Si des mesures ont été prises – comme l'extension de l'IVG médicamenteuse hors établissement de santé jusqu'à la septième semaine de grossesse – , elles restent malheureusement insuffisantes. En effet, l'IVG médicamenteuse n'est pas adaptée à toutes les situations, notamment en raison des douleurs qu'elle peut provoquer. Plus encore, l'incitation à recourir à ce mode d'avortement est problématique au regard de la liberté de choix des méthodes – liberté formellement reconnue par le code de la santé publique. Par ailleurs, cette solution laisse sans suite deux des principales demandes de la tribune précitée, notamment celle d'une extension provisoire du délai de recours à l'IVG instrumentale de douze à quatorze semaines de grossesse.

La gravité de la situation et les enjeux sous-tendus par le droit à l'avortement – comme la libre disposition de leur corps par les femmes, la protection de leur intégrité physique et, plus fondamentalement, leur droit de décider de fonder une famille ou non – , militent pour un allongement des délais de recours à l'IVG. Nous devons le défendre, précisément parce que les conditions matérielles d'exercice du droit d'avortement sont restreintes.
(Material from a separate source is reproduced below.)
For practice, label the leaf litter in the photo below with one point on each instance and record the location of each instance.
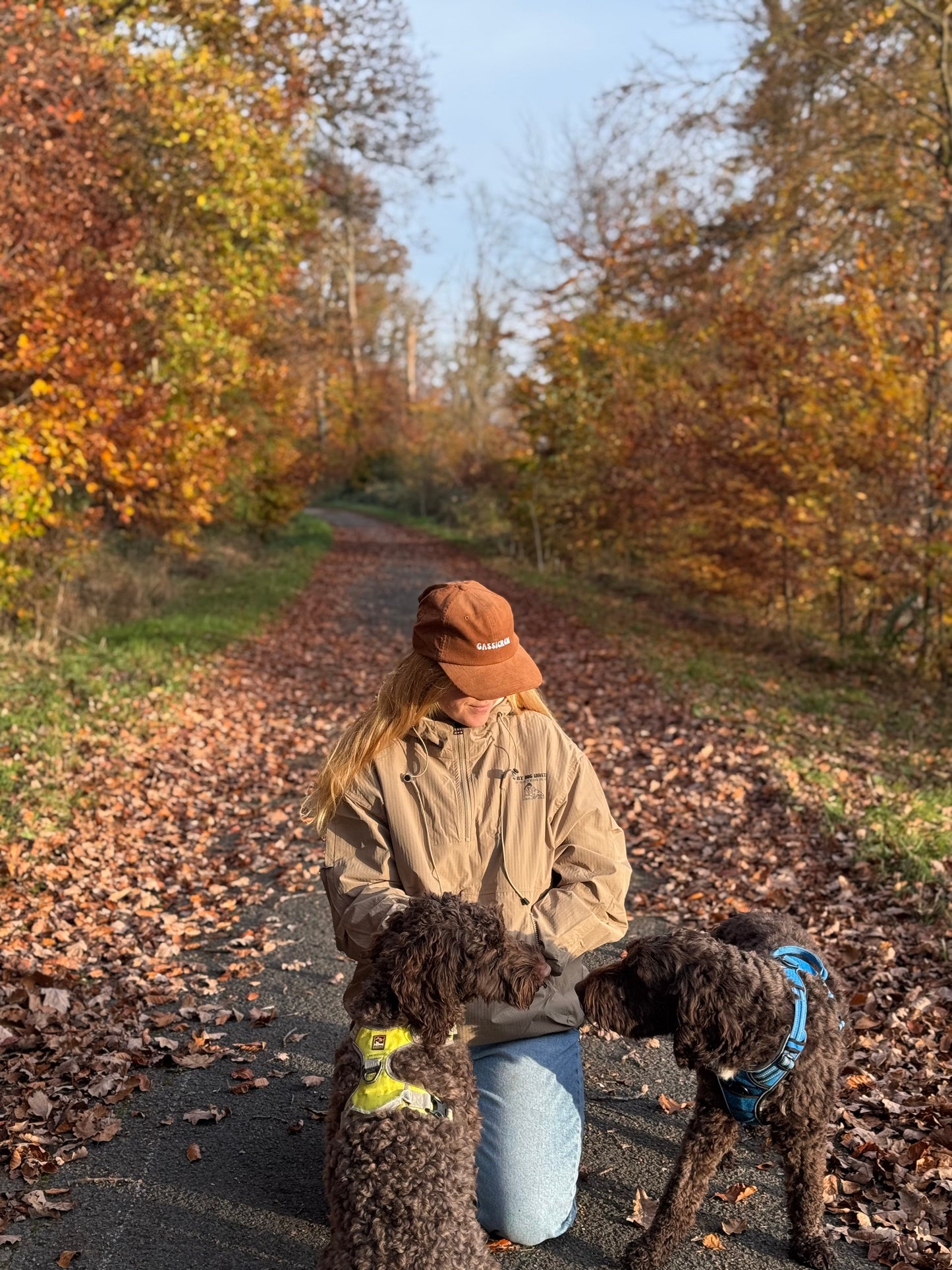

Renoncer à cet allongement, c'est renoncer à ce droit ; contraindre une femme à assumer une maternité, sachant les répercussions que cela aura sur son existence, c'est fouler aux pieds nos valeurs et nos droits.
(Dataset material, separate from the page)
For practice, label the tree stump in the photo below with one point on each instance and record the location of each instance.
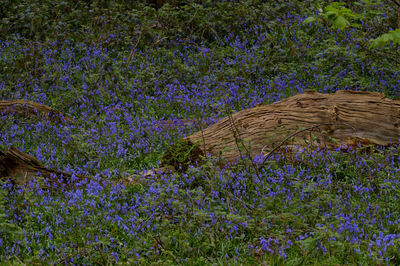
(345, 118)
Le ministre des solidarités et de la santé a certes entrouvert la voie à l'IVG pour motif de détresse psychosociale, mais elle n'est pas pleinement satisfaisante : en effet, le collège devant se prononcer doit compter un spécialiste en médecine foetale, condition qui n'est pas justifiée par le motif invoqué et qui rend difficile la réunion d'un tel collège. J'irai même plus loin : cette solution n'emporte pas mon adhésion, car elle a pour effet de déposséder la femme de l'exercice exclusif du droit à l'avortement, et de le conditionner à la volonté d'autrui. Il s'agit là d'une insupportable régression.
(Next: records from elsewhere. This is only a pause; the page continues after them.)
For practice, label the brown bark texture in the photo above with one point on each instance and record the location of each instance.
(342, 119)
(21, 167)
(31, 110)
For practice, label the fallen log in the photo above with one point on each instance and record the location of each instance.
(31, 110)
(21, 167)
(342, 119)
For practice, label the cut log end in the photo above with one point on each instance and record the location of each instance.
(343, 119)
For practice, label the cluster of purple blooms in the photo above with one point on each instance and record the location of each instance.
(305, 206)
Le pire est devant nous : l'explosion de 330 % des difficultés signalées au planning familial – obstacles dans le recours à l'IVG, manquements au droit, violences, dépassements des délais légaux – , tout comme l'augmentation de 184 % des demandes d'IVG hors délais, accréditent l'hypothèse d'un foisonnement de naissances non désirées. Un allongement des délais, strictement encadré, est indispensable pour assurer aux femmes l'exercice d'un droit dont elles ont été illégitimement privées – Laurence Rossignol l'a d'ailleurs défendu au Sénat lors de l'examen du projet de loi portant diverses dispositions urgentes pour faire face aux conséquences de l'épidémie de covid-19. Avec ma collègue Marie-Noëlle Battistel, membre de la mission d'information sur l'accès à l'IVG, nous soutenons également cette demande. L'année dernière, la secrétaire d'État chargée de l'égalité entre les femmes et les hommes s'est elle-même déclarée favorable à un allongement raisonnable des délais légaux de l'IVG, qui serait, selon ses mots, « une avancée pour les droits des femmes, mais aussi et surtout pour la santé des femmes ».